The guitarist also contributed a couple of originals, including the poised heartland ballad “Dreams Go” and the greased post-bop blues of “Double Nickel,” a fiendish, whiplash lead framed around his own scampering and loosely-hinged solo.
“I brought that one in. It was a tune I had hanging around that I never got to record with my own band. They had a couple of blues tunes also, but wanted to use mine. They really wanted something they could stretch out on.
“That’s the thing about these guys. I think there’s a perception that they’re a ‘smooth jazz’ band or something, but shit, these guys can play hard. They do it all — melodic stuff, blues, latin, R&B, bop, anything. I mean, the sessions were just amazing. We were going off in all sorts of different directions — Bob writing things in 5… and 11. He actually had a piece he wrote in 11! I mean, I don’t play in 11 very much,” Stern laughed.

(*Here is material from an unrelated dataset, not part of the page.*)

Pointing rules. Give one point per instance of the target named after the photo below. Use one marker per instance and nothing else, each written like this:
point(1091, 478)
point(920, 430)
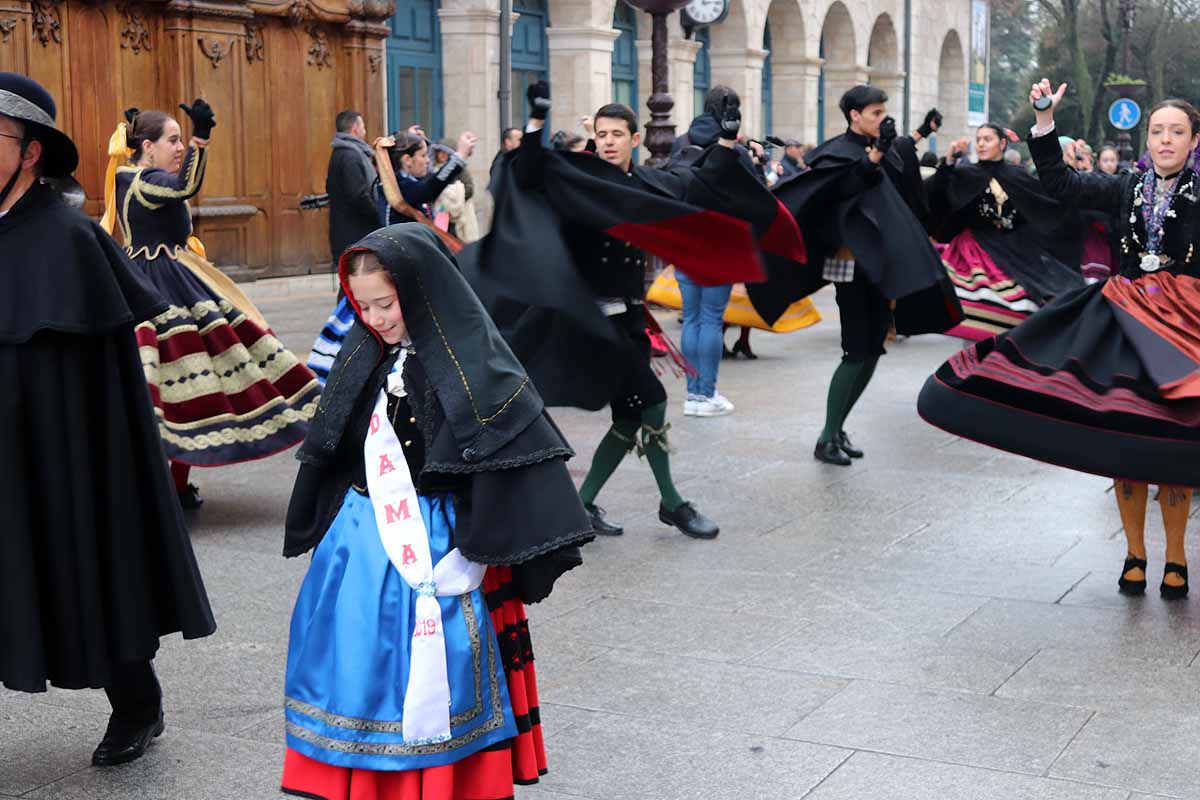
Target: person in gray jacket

After this leg of the tour, Stern brings his own band, including bassist Richard Bona and drummer Kim Thompson, over to Europe for a few dates, before rejoining the Jax for more dates on the continent.
But despite the globetrotting, Stern still finds his energy playing smaller setting shows, back in New York City.
“There’s a place downtown called The Club 55 where I go as often as I can when I’m not out of town, just bring my trio down there and play until they kick us out. That’s the thing about me — I just fucking love to play.
“Even as long as I’ve been doing this, there’s still so much to learn, and the only way to do it is go out and play, and study, and play some more.”
In the Box: The Yellowjackets and Mike Stern will perform at 8 p.m. on Saturday, Oct. 4, at the Boulder Theater, 2032 14th St., Boulder, 303-786-7030.